Por ti

Prologo

Brujas, seres poderos capaces de dominar la magia a su antojo, capaces de hacer lo que deseen con solo una mirada, de transformar y cambiar las cosas.

Muchos dicen que son malas, manipuladoras y oscuras pero yo quería comprobarlo por mí mismo.

 

—Si haces algo por mi te regalaré un hechizo

—Supongo que me darás un hechizo no un embrujo ¿Verdad?

—Cofia en mí no te hare nada malo

Regla #1 No confíes en una bruja

Layla parecía buena con sus enormes rizos negros y su capucha escarlata y esos ojos que hipnotizan a cualquiera.

— ¿Qué quieres que haga?

—Como sabes no he cumplido la mayoría de edad por lo que no puedo salir del mundo sola pero necesito saber algo y no quiero ir yo a averiguarlo, por eso iras tu y me traerás la información

—Pero…

—Sí, si, lo sé tú tampoco puedes pero tú eres un cambiante, a ti se te hace más fácil salir, camuflarte entre la gente si haces todo lo que diga nadie se enterara que saliste, que dices Armando ¿Tenemos un trato?

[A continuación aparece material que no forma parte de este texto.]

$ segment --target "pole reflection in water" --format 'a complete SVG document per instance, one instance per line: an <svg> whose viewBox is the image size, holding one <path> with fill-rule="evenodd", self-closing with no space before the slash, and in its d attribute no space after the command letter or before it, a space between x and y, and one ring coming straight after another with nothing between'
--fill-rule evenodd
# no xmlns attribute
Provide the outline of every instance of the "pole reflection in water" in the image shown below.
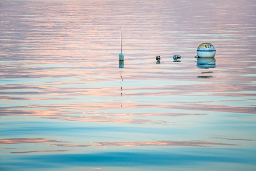
<svg viewBox="0 0 256 171"><path fill-rule="evenodd" d="M122 71L122 69L124 68L124 61L119 61L119 68L120 68L120 76L121 76L121 78L122 79L122 81L123 81L122 77L122 72L123 72L123 71ZM122 83L121 84L121 96L122 97ZM121 107L122 107L122 102L120 103L121 105Z"/></svg>

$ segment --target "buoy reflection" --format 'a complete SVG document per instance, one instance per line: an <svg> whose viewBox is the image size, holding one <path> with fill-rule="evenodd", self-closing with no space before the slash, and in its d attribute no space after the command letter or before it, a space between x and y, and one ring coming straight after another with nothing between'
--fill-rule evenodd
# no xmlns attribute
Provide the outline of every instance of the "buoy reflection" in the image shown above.
<svg viewBox="0 0 256 171"><path fill-rule="evenodd" d="M196 59L196 66L199 68L215 68L216 60L214 58L198 58Z"/></svg>

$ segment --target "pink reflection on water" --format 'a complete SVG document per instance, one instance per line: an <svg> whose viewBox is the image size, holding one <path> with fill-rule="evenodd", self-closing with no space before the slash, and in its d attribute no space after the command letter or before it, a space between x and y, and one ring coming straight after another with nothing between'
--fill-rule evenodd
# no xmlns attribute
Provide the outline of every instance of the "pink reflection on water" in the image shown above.
<svg viewBox="0 0 256 171"><path fill-rule="evenodd" d="M189 147L209 147L209 145L241 145L234 144L212 142L204 141L158 141L156 142L91 142L91 145L72 145L53 144L58 147L89 147L89 146L182 146Z"/></svg>
<svg viewBox="0 0 256 171"><path fill-rule="evenodd" d="M39 143L44 142L70 142L51 139L45 139L43 138L10 138L0 139L0 144Z"/></svg>
<svg viewBox="0 0 256 171"><path fill-rule="evenodd" d="M38 151L17 151L17 152L11 152L10 153L14 154L21 154L21 153L38 153L42 152L63 152L63 151L68 151L68 150L40 150Z"/></svg>

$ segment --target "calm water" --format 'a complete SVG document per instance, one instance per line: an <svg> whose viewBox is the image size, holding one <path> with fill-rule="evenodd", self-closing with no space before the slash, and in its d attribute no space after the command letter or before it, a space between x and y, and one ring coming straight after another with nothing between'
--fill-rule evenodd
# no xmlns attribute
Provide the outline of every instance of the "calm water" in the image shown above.
<svg viewBox="0 0 256 171"><path fill-rule="evenodd" d="M255 11L0 0L0 170L255 171Z"/></svg>

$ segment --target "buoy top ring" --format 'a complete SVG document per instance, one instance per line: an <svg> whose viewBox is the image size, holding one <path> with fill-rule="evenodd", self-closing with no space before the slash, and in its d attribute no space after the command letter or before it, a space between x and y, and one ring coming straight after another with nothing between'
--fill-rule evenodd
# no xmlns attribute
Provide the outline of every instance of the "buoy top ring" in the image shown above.
<svg viewBox="0 0 256 171"><path fill-rule="evenodd" d="M198 48L210 48L211 47L214 47L212 44L209 43L204 43L200 45Z"/></svg>

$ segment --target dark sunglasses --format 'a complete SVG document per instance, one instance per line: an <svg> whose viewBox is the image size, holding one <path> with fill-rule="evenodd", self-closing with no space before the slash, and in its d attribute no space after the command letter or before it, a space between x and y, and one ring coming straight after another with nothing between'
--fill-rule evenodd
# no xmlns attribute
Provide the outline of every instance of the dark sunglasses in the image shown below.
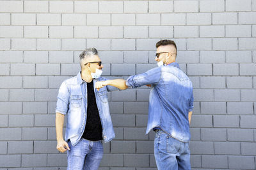
<svg viewBox="0 0 256 170"><path fill-rule="evenodd" d="M168 53L168 52L161 52L156 53L156 57L158 58L160 56L161 54L162 54L162 53Z"/></svg>
<svg viewBox="0 0 256 170"><path fill-rule="evenodd" d="M84 65L87 65L88 63L98 63L99 66L100 66L102 62L101 61L93 61L93 62L88 62L84 64Z"/></svg>

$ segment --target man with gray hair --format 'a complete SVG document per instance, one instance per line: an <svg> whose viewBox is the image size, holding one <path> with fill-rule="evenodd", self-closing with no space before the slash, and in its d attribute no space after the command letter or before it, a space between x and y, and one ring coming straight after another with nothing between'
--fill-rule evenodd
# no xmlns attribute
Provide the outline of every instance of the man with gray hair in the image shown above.
<svg viewBox="0 0 256 170"><path fill-rule="evenodd" d="M80 54L80 65L81 71L60 88L56 109L57 150L62 153L67 150L67 169L94 170L102 158L102 139L107 143L115 137L108 91L127 87L125 80L100 77L103 65L95 48Z"/></svg>

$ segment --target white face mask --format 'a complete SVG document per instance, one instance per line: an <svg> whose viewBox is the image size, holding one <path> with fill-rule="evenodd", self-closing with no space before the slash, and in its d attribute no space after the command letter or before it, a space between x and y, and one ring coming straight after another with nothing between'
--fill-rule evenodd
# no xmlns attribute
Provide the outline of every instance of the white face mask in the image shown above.
<svg viewBox="0 0 256 170"><path fill-rule="evenodd" d="M102 73L102 70L96 68L96 71L95 73L92 72L91 75L93 79L98 79L100 77Z"/></svg>

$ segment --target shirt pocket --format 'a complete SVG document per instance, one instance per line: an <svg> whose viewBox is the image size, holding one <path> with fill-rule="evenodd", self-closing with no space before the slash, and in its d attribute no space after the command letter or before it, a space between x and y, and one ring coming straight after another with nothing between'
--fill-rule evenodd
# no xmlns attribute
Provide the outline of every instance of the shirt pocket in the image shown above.
<svg viewBox="0 0 256 170"><path fill-rule="evenodd" d="M74 107L81 107L82 105L82 96L81 95L72 95L71 105Z"/></svg>

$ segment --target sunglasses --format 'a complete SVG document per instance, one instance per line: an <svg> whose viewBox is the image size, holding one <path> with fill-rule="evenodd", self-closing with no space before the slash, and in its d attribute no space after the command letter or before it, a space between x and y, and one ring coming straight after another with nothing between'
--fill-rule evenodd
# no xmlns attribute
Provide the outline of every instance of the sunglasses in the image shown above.
<svg viewBox="0 0 256 170"><path fill-rule="evenodd" d="M156 53L156 57L157 58L158 58L160 56L161 54L162 54L162 53L168 53L168 52L161 52Z"/></svg>
<svg viewBox="0 0 256 170"><path fill-rule="evenodd" d="M102 62L101 62L101 61L88 62L88 63L85 63L84 65L87 65L88 63L98 63L99 66L100 66Z"/></svg>

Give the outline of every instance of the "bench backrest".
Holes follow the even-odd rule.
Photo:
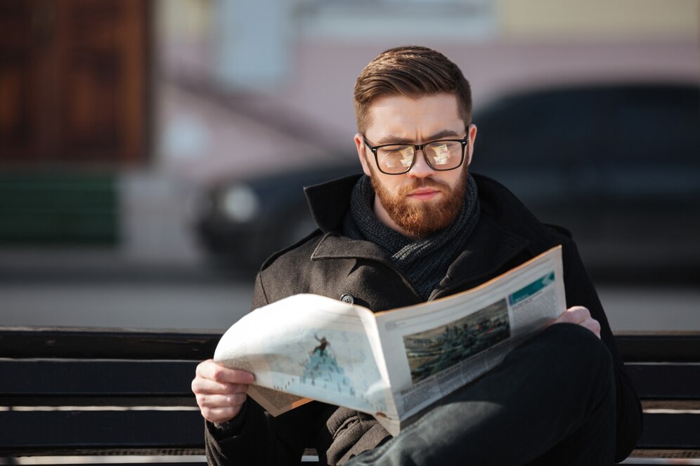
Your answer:
[[[190,383],[220,337],[0,327],[0,457],[203,454]],[[700,458],[700,333],[616,339],[645,410],[635,455]]]

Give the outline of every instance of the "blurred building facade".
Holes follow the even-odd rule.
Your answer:
[[[440,50],[478,107],[698,82],[699,15],[695,0],[2,0],[0,243],[194,263],[193,192],[353,157],[354,81],[384,49]]]

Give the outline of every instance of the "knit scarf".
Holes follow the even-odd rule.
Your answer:
[[[343,234],[370,241],[391,256],[399,270],[425,300],[447,274],[450,265],[464,251],[479,222],[477,182],[469,175],[462,210],[447,228],[425,238],[413,240],[386,226],[373,210],[375,191],[370,178],[363,175],[350,197],[350,209],[343,219]]]

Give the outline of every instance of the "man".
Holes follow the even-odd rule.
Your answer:
[[[608,465],[626,457],[641,411],[566,233],[505,188],[472,175],[469,84],[422,47],[384,52],[355,86],[364,175],[308,188],[318,229],[263,265],[253,307],[299,293],[375,312],[449,295],[563,245],[567,305],[495,369],[391,437],[371,417],[312,402],[271,418],[247,399],[252,374],[212,361],[193,390],[212,464]]]

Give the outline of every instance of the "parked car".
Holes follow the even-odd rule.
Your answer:
[[[474,112],[471,170],[573,234],[605,278],[694,278],[700,270],[700,88],[612,84],[529,90]],[[231,180],[207,193],[197,231],[212,255],[258,267],[313,228],[302,187],[348,164]]]

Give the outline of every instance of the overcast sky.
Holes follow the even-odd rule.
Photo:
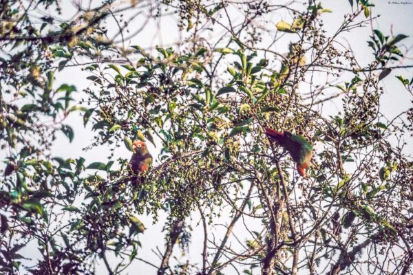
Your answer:
[[[396,4],[396,1],[394,3],[392,3],[392,2],[393,1],[390,2],[383,0],[373,1],[376,5],[376,7],[373,8],[373,14],[381,14],[379,19],[374,20],[374,28],[380,29],[385,35],[389,35],[390,32],[392,32],[394,34],[403,33],[410,35],[410,37],[403,41],[403,43],[407,45],[413,45],[413,4],[411,1],[407,1],[407,2],[410,3],[407,5]],[[351,11],[350,6],[346,0],[334,1],[323,1],[322,3],[324,8],[330,8],[333,11],[332,13],[326,13],[322,16],[325,25],[327,26],[328,30],[333,32],[341,23],[344,13],[349,13]],[[67,3],[65,2],[63,5],[67,5]],[[63,7],[65,8],[65,6]],[[70,7],[67,6],[65,8],[69,9]],[[278,16],[279,16],[279,19],[281,19],[284,15],[278,14]],[[273,19],[275,21],[277,20],[277,19]],[[149,47],[155,45],[162,46],[162,45],[172,43],[178,38],[177,37],[178,32],[176,25],[176,21],[171,18],[162,19],[160,25],[160,32],[157,33],[154,31],[156,30],[157,26],[151,23],[147,25],[137,37],[134,38],[131,45]],[[364,28],[357,29],[346,35],[346,39],[354,50],[357,59],[361,61],[361,63],[363,65],[371,62],[373,58],[371,54],[371,50],[367,47],[366,43],[368,36],[370,34],[371,29]],[[345,41],[343,40],[343,41]],[[410,48],[407,54],[407,57],[410,59],[405,62],[406,65],[412,63],[412,60],[411,59],[413,57],[412,50]],[[74,84],[76,86],[78,91],[82,91],[82,89],[89,85],[90,82],[85,79],[87,76],[87,73],[81,71],[80,69],[75,67],[67,68],[62,72],[56,74],[56,86],[59,87],[61,83]],[[393,72],[390,76],[384,79],[383,82],[383,85],[385,87],[385,91],[383,97],[381,110],[390,117],[399,113],[401,110],[405,110],[411,106],[411,96],[404,89],[400,82],[394,76],[399,74],[403,74],[410,79],[413,74],[412,74],[412,71],[408,72],[407,70]],[[330,111],[337,111],[339,106],[332,104],[328,108],[330,108]],[[327,111],[328,111],[327,110]],[[72,143],[69,143],[67,138],[62,135],[52,147],[52,151],[54,155],[74,158],[82,156],[86,158],[88,163],[95,161],[103,162],[107,161],[106,157],[109,155],[107,148],[97,147],[87,151],[83,150],[83,148],[91,144],[93,135],[89,132],[90,128],[87,128],[86,131],[83,128],[81,116],[72,115],[66,122],[72,125],[74,129],[74,141]],[[160,150],[160,146],[153,148],[151,144],[149,144],[149,146],[151,151],[155,155]],[[410,152],[412,153],[412,151]],[[131,155],[130,152],[127,151],[123,146],[117,150],[116,154],[117,156],[124,157]],[[156,250],[156,247],[158,246],[162,252],[164,251],[164,234],[161,234],[162,219],[160,220],[160,222],[156,225],[152,225],[150,217],[141,217],[147,230],[143,234],[140,235],[139,239],[142,243],[142,248],[138,251],[138,257],[142,258],[156,265],[158,265],[160,262],[160,260],[155,255],[152,250]],[[191,221],[193,228],[195,228],[195,230],[192,232],[192,243],[189,254],[185,255],[186,257],[189,257],[191,259],[192,263],[196,261],[200,262],[201,260],[203,233],[202,227],[196,226],[199,221],[199,215],[197,213],[194,213]],[[252,226],[257,226],[258,228],[260,228],[259,226],[252,225]],[[217,238],[220,238],[222,235],[224,229],[224,227],[210,228],[211,232],[215,234],[215,237]],[[244,233],[244,229],[242,227],[238,226],[236,228],[235,232],[242,240],[245,240],[246,237],[243,237],[243,233]],[[233,245],[236,245],[235,243]],[[24,254],[28,256],[39,253],[36,251],[33,251],[32,248],[27,248],[24,250]],[[180,252],[179,250],[176,250],[174,255],[180,257]],[[111,261],[110,257],[109,260],[109,262],[113,262],[113,261]],[[103,265],[99,265],[97,267],[97,274],[107,274],[107,270]],[[136,261],[132,263],[127,270],[129,271],[129,274],[155,274],[155,269],[153,267],[138,261]],[[139,272],[137,273],[138,272]],[[228,275],[235,274],[233,270],[228,270],[226,272],[226,274]]]

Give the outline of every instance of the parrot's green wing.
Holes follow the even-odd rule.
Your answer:
[[[291,142],[295,144],[296,150],[291,154],[294,160],[298,164],[308,164],[313,155],[313,146],[304,138],[291,135]]]

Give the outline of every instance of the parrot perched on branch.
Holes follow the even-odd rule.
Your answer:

Regla #2 No hagas tratos con una bruja pueden haber letras pequeñas

—Hecho—Cerramos el trato

—Te veo al anochecer en la entrada y una cosa no le cuentes de esto a nadie nos podría ir mal a los dos más a ti que a mí.

Eso lo sabía muy bien.

Esa noche nos encontramos la veía diferente sus ojos estaban más oscuros y se había pintando los labios de un rojo intenso y llevaba una chaqueta de cuero.

—Listo

—Todavía no me has dicho lo que tengo que hacer

—Tienes que ir a la ciudad y buscar a este tipo—Me enseño una foto, era un chico rubio con grandes ojos azules y tez clara

—Entendido, ¿tienes alguna idea de donde se pueda encontrar?—Layla se quedo seria mirando al horizonte

—No, pero sé que puedes encontrarlo

—No puedo pasar por la puerta ahí están las guardianas me van a preguntar el motivo de mi salida

—Una de ellas es mi madre yo la distraigo, tu usas tus habilidades eres un cambiante simplemente transfórmate en un animal no se tal vez un gato para que te pueda esconder en mi chaqueta

No entendía porque su desesperación se supone que es una bruja podía salir y arreglársela sola para que no la descubrieran, pero algo me decía que había otro motivo por el cual no quería ir ella a averiguar.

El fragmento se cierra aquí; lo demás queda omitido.